Hearing Hrimgrimir state the obvious was almost more than Loki could tolerate. “Hold your tongue,” he said, “or I may let the maid have it in place of toilet paper.”

Hrimgrimir grumbled ominously as Loki stopped before the vast marble sink. He looked into the mirror, ran his hand through his wet hair to dry it, and met Hrimgrimir’s reflected stare. It was time to change tactics.

“I’ll have plenty to keep you busy soon enough, in any case,” he said in his most soothing voice. “You won’t be idle, I assure you.” The Jotunn’s densely muscled body overfilled the door frame behind him. “You’re going to break the rules again?”

“Oh, not openly. To act precipitously now would force Freya to take the very actions she threatened when we struck our bargain.

And we must continue to look for functioning bridges if we are to bring more of your brothers to Midgard.”

“And the humans? Did you find what you were looking for?”

“Naturally.” Loki smiled at himself, admiring his perfect white teeth. “An excellent addition to my growing stable of corrupt mortals, and just as easily manipulated.
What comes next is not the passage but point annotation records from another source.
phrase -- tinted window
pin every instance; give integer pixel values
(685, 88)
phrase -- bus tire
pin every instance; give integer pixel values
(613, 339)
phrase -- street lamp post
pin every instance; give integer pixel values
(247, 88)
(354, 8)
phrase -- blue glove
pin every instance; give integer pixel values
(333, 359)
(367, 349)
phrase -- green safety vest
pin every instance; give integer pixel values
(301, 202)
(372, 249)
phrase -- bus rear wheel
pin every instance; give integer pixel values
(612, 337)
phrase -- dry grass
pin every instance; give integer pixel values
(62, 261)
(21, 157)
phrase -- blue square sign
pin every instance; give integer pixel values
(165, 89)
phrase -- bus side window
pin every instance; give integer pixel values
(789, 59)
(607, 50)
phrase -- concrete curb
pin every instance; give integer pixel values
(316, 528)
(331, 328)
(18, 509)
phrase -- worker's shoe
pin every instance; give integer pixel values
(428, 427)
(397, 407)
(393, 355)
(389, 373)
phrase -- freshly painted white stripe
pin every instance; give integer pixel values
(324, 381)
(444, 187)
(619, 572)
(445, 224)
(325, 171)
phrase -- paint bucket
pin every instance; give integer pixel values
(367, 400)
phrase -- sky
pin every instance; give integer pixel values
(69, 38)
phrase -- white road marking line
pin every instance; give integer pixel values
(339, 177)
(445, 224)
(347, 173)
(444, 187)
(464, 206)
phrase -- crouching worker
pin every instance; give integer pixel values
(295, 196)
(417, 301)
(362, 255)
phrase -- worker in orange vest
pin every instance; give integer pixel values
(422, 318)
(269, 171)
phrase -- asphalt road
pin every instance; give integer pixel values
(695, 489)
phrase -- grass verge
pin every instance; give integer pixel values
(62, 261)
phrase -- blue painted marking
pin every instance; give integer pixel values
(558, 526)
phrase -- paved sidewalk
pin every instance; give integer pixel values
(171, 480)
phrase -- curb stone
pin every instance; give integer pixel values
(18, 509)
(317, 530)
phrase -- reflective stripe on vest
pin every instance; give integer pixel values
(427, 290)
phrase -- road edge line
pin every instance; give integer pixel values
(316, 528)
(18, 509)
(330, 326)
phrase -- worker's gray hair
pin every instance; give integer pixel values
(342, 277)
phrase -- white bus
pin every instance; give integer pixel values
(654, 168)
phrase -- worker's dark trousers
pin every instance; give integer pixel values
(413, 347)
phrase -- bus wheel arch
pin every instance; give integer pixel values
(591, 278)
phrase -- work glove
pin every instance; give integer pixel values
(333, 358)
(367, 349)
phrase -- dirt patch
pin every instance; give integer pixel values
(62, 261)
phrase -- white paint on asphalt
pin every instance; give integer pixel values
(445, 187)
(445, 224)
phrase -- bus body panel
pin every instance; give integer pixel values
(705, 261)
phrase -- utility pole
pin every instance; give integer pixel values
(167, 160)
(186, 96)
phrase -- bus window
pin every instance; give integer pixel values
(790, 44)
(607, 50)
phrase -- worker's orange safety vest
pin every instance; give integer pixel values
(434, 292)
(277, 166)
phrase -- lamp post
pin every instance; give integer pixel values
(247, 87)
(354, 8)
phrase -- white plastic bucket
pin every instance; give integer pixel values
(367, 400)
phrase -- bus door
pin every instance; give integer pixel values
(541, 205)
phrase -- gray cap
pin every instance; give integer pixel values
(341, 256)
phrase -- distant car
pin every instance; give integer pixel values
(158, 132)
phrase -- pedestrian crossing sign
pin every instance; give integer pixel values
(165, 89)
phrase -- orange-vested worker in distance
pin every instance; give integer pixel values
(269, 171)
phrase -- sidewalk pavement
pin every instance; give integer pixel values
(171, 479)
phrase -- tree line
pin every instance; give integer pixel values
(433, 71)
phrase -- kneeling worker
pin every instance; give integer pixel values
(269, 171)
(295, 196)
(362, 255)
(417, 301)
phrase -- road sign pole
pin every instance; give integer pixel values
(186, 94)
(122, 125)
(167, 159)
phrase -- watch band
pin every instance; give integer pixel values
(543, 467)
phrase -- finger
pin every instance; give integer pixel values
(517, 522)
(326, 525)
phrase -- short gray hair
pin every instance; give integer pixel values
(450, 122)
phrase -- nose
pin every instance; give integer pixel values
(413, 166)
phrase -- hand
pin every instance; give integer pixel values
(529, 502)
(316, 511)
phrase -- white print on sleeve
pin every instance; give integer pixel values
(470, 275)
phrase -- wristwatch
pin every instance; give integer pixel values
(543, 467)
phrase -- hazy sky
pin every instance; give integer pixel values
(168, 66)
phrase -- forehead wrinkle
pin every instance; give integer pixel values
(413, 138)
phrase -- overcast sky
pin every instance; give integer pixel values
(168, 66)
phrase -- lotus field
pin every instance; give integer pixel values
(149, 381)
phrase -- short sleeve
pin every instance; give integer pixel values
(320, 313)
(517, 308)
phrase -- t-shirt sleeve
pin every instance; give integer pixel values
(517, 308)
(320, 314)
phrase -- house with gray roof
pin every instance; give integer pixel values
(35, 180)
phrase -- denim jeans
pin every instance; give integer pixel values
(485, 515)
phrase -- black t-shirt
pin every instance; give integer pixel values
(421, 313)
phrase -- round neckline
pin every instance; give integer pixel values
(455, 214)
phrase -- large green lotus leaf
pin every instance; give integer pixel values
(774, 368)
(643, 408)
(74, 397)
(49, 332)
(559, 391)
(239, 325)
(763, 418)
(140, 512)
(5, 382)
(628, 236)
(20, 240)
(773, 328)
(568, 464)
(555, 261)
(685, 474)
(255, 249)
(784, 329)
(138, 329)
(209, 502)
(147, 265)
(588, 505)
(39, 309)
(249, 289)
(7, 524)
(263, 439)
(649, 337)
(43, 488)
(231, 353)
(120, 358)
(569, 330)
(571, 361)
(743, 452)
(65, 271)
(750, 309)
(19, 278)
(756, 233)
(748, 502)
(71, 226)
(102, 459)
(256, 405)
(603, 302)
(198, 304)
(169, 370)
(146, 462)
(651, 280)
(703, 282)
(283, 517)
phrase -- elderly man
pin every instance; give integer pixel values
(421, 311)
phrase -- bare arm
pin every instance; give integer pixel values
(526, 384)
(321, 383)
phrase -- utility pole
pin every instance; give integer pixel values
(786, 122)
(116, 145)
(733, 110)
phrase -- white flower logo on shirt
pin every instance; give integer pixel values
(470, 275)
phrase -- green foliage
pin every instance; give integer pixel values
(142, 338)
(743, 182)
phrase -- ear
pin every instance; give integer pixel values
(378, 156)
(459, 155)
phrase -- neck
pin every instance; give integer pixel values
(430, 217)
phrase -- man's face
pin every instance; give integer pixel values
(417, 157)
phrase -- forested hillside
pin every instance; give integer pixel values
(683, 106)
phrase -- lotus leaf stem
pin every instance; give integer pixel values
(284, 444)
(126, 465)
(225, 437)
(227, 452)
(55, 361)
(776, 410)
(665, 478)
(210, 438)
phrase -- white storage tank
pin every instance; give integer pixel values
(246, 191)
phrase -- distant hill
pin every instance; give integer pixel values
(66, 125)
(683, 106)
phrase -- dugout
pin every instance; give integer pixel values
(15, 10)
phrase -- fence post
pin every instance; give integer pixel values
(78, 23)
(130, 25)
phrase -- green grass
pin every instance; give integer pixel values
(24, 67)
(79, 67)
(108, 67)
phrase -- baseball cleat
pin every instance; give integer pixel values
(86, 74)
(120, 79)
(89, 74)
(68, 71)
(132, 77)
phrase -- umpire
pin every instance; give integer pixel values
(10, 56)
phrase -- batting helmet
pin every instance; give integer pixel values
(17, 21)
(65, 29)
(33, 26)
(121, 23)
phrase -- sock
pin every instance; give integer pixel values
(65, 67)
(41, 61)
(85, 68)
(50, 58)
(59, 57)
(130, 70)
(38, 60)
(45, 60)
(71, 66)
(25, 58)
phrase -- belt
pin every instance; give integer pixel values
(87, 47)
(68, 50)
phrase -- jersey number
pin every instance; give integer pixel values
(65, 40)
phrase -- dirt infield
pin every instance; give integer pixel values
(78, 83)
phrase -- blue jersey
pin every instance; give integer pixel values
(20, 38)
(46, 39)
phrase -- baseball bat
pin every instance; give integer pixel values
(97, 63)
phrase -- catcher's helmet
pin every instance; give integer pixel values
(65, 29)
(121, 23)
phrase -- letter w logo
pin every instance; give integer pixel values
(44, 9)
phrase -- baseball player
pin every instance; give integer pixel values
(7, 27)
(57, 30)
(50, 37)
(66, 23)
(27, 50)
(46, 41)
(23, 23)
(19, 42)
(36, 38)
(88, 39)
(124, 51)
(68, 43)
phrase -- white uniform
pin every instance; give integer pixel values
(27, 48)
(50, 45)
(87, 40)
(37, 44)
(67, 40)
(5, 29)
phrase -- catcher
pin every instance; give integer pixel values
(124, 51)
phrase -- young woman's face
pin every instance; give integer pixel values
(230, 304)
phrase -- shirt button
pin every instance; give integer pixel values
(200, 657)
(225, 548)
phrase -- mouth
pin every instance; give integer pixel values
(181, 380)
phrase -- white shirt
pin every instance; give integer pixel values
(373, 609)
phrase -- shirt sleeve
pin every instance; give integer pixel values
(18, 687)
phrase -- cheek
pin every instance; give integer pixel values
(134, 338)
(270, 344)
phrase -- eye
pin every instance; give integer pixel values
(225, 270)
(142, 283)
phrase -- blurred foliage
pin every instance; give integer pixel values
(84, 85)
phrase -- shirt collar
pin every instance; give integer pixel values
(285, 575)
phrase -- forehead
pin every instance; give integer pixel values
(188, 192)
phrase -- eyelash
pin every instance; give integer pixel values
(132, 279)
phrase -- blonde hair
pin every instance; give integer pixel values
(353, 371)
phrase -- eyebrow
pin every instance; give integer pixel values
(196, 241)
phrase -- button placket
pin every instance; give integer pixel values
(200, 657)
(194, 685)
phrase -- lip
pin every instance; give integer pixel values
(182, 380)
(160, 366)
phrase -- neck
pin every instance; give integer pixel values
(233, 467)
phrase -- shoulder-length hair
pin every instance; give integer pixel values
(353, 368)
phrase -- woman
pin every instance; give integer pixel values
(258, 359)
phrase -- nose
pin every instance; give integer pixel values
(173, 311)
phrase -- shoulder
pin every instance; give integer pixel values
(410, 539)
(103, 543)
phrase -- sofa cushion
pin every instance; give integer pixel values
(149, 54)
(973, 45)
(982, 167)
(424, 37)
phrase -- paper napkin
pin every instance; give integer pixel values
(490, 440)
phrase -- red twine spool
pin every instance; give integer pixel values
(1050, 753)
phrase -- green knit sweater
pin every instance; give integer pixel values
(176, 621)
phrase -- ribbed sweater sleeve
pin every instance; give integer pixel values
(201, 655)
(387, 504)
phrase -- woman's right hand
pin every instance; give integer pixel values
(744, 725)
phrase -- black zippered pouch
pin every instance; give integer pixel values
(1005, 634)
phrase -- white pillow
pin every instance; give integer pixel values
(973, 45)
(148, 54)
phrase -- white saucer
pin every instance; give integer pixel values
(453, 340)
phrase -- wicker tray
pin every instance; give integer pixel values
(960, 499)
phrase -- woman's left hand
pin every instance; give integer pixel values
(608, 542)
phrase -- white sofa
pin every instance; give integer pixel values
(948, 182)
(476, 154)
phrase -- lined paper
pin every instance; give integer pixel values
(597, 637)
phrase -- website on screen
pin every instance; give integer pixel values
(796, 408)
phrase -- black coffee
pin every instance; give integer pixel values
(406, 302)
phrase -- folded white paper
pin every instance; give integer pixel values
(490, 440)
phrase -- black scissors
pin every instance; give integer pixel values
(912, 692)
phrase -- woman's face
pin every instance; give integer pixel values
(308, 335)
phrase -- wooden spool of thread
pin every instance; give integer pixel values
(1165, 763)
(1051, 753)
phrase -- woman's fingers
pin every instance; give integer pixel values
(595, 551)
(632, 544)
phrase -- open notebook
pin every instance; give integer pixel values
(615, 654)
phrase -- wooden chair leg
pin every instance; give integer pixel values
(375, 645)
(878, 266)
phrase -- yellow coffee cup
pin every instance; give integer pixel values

The effects will not be immediate, but they will be too subtle for Freya to detect until I am well established.”

“What did you do to get to this guy?” Hrimgrimir asked with leering curiosity.

“A method you could certainly never employ.”

Suddenly the Jotunn began to shrink in on himself, his body seeming to grow leaner and shorter until he resembled a flawed copy of Loki.

“Are you so sure, Scar-lip?”

Loki spun lightly around and struck Hrimgrimir hard across the face. No magic, only a Jotunn’s power and the element of surprise.

Hrimgrimir lost his hold on his new shape, staggered back, and crashed into a delicate chair, shattering it as if it had been built of toothpicks and spit.

“Don’t ever call me that again,” Loki said pleasantly, leaning against the doorjamb.

Hrimgrimir groaned and sat up, rubbing at his bloody lip. “One of these days, Laufeyson,” he snarled, “you’ll go too far.”